Pharmacokinetics of sildenafil after intravenous and oral administration in rats: hepatic and intestinal first-pass effects.

Pharmacokinetics of sildenafil after intravenous and oral administration at various doses and first-pass effect at 30 mg/kg were evaluated in rats. After intravenous administration (10, 30, and 50mg/kg), the dose-normalized AUC values were proportional to intravenous doses studied. However, after oral administration (10, 30, and 100mg/kg), the dose-normalized AUC values increased significantly with increasing doses, possibly due to saturation of metabolism of sildenafil in rat intestinal tract. After oral administration (30 mg/kg), approximately 0.626% was not absorbed and F was 14.6%. The AUC after intragastric administration was significantly smaller (71.4% decrease) than that after intraportal administration, however, the values were not significantly different between intragastric and intraduodenal administration.
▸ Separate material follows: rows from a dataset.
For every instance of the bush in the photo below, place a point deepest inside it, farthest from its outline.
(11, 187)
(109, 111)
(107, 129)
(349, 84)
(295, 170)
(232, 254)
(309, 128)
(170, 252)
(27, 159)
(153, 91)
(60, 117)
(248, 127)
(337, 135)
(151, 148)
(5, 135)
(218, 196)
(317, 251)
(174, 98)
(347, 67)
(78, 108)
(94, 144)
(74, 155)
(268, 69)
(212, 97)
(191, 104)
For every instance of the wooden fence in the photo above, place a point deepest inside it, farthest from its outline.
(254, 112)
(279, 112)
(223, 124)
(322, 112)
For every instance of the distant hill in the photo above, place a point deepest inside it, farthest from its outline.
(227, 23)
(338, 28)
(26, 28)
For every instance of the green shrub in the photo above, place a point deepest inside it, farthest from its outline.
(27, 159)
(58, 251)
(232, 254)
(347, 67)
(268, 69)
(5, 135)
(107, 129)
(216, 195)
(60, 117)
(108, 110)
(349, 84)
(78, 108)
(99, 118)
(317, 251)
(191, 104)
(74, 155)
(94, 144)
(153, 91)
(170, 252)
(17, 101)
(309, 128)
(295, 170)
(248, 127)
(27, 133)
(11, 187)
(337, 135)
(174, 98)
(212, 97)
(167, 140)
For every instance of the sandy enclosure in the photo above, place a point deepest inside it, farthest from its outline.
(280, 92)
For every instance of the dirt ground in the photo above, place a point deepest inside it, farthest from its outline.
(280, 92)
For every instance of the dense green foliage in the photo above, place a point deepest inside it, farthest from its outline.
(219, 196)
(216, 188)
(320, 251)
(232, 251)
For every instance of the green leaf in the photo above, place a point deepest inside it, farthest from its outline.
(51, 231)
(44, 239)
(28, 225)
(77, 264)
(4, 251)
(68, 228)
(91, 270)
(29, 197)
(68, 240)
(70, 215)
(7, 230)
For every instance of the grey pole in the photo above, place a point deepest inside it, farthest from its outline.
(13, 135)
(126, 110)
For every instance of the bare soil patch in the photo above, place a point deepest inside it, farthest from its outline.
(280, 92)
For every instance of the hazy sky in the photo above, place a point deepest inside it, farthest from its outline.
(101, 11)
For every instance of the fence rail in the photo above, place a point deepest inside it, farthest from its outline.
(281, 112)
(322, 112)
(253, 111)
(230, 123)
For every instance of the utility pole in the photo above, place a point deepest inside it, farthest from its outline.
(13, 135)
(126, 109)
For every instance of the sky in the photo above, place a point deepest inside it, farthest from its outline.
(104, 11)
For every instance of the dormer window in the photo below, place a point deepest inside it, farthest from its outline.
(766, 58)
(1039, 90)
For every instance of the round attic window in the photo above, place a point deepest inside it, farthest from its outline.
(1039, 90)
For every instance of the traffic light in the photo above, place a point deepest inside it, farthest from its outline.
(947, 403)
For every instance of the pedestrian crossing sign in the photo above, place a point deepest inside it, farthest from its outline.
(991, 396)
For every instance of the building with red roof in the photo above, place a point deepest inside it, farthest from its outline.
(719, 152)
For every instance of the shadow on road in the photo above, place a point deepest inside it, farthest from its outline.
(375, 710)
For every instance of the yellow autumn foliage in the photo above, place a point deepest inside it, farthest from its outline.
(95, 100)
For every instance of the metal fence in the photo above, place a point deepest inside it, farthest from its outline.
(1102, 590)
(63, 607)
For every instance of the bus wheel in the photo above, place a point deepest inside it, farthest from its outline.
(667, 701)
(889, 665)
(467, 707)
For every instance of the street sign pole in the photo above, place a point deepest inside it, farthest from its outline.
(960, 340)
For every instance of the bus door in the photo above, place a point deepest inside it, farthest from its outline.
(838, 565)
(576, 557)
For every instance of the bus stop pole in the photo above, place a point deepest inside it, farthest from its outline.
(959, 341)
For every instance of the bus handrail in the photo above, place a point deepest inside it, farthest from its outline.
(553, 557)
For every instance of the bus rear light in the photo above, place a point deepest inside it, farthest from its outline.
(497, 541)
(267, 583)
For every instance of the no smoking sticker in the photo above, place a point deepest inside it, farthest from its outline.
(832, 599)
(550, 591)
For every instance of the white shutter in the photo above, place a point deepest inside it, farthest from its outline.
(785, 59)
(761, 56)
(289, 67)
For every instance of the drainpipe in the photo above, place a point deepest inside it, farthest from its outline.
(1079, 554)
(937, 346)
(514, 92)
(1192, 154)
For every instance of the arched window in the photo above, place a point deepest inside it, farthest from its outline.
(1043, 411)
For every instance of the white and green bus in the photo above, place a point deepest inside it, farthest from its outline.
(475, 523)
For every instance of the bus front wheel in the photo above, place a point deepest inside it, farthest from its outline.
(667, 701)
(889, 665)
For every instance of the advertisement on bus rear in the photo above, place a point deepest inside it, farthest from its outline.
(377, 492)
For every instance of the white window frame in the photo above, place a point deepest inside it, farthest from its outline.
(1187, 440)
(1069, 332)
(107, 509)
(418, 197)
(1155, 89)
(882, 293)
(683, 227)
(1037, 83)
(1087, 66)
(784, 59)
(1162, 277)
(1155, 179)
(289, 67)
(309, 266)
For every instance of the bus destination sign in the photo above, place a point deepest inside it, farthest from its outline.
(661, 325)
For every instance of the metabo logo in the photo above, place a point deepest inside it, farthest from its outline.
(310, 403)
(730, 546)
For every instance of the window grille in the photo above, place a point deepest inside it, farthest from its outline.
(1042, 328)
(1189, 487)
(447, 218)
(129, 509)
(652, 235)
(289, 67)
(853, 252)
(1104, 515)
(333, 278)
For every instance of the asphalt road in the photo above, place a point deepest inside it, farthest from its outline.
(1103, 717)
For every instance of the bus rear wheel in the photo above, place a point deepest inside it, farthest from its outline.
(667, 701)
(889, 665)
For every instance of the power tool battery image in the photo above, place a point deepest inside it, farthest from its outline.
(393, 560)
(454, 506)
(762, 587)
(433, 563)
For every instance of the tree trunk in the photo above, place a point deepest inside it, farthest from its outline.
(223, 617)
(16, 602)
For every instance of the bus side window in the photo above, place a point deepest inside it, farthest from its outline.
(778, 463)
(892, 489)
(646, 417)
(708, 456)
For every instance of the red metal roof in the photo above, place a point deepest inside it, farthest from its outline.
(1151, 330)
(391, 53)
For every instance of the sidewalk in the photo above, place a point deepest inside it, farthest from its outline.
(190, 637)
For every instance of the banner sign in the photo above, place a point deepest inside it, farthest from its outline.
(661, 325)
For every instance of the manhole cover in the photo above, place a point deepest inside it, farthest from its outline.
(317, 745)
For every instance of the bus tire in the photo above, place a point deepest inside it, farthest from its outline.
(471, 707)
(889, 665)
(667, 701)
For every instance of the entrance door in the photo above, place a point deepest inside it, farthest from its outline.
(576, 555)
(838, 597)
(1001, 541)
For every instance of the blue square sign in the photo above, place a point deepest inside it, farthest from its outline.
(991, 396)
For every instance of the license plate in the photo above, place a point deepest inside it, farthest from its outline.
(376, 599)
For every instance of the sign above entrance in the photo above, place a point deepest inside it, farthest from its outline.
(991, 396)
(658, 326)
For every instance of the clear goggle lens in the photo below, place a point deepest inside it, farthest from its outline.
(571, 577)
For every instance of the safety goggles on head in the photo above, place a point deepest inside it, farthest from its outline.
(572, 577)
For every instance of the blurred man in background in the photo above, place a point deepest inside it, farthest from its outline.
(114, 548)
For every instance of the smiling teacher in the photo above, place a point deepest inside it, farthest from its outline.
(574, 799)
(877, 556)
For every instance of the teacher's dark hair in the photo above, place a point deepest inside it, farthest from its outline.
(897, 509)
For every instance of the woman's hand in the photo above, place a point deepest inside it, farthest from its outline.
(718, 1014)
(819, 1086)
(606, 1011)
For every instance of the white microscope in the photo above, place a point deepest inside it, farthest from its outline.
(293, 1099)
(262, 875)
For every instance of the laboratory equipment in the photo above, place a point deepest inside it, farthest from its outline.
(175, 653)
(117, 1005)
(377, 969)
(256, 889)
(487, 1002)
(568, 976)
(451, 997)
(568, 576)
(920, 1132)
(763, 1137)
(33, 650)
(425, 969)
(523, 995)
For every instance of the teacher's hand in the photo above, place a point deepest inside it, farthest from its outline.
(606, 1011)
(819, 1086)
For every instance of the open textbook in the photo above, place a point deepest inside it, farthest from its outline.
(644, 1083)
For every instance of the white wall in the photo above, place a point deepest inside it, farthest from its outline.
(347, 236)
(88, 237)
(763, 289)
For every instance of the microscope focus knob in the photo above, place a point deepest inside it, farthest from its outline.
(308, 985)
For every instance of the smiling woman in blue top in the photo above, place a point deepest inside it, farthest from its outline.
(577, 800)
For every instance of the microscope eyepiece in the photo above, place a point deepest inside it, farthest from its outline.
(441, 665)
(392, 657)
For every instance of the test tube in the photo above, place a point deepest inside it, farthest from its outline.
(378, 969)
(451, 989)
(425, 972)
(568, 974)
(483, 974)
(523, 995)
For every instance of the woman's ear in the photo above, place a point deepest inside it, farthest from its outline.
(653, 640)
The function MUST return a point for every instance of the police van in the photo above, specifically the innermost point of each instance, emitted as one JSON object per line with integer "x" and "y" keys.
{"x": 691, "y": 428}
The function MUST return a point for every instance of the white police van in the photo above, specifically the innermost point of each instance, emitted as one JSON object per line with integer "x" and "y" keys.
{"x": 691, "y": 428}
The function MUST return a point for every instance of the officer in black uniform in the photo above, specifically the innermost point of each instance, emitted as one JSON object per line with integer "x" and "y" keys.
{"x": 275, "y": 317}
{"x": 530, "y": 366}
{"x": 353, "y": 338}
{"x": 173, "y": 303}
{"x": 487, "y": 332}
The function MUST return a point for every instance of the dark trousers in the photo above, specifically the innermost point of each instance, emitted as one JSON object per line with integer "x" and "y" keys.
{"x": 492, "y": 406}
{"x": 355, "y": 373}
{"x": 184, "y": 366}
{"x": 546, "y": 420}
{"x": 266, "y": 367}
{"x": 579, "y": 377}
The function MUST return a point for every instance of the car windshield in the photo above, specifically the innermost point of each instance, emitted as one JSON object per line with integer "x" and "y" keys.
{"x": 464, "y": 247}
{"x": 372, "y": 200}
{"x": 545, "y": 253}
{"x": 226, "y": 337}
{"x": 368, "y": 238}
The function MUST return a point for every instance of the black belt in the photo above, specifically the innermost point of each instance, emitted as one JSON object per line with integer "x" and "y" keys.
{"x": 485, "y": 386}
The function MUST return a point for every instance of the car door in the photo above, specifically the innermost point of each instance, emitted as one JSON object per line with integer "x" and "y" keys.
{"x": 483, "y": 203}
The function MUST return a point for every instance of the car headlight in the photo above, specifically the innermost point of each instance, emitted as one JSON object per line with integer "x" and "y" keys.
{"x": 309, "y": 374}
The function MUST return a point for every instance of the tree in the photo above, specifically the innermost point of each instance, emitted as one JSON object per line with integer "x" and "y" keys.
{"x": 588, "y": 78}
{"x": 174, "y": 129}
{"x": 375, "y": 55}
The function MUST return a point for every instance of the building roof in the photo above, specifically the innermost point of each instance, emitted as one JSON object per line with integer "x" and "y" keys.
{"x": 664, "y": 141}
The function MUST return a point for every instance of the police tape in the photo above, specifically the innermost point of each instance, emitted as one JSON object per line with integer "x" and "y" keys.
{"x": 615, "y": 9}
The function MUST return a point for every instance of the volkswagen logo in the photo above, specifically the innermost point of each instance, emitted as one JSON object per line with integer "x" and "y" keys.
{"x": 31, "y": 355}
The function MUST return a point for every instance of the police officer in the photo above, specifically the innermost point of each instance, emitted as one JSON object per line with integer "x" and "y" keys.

The above data suggested that intestinal first-pass effect of sildenafil was approximately 71% of oral dose in rats. The AUC values after intraportal administration were significantly smaller (49% decrease) than that after intravenous administration. This suggested that hepatic first-pass effect of sildenafil after absorption into the portal vein was approximately 49% of oral dose in rats (approximately 49% was equivalent to approximately 13.7% of oral dose). The low F of sildenafil at a dose of 30 mg/kg in rats could be mainly due to considerable intestinal first-pass effect.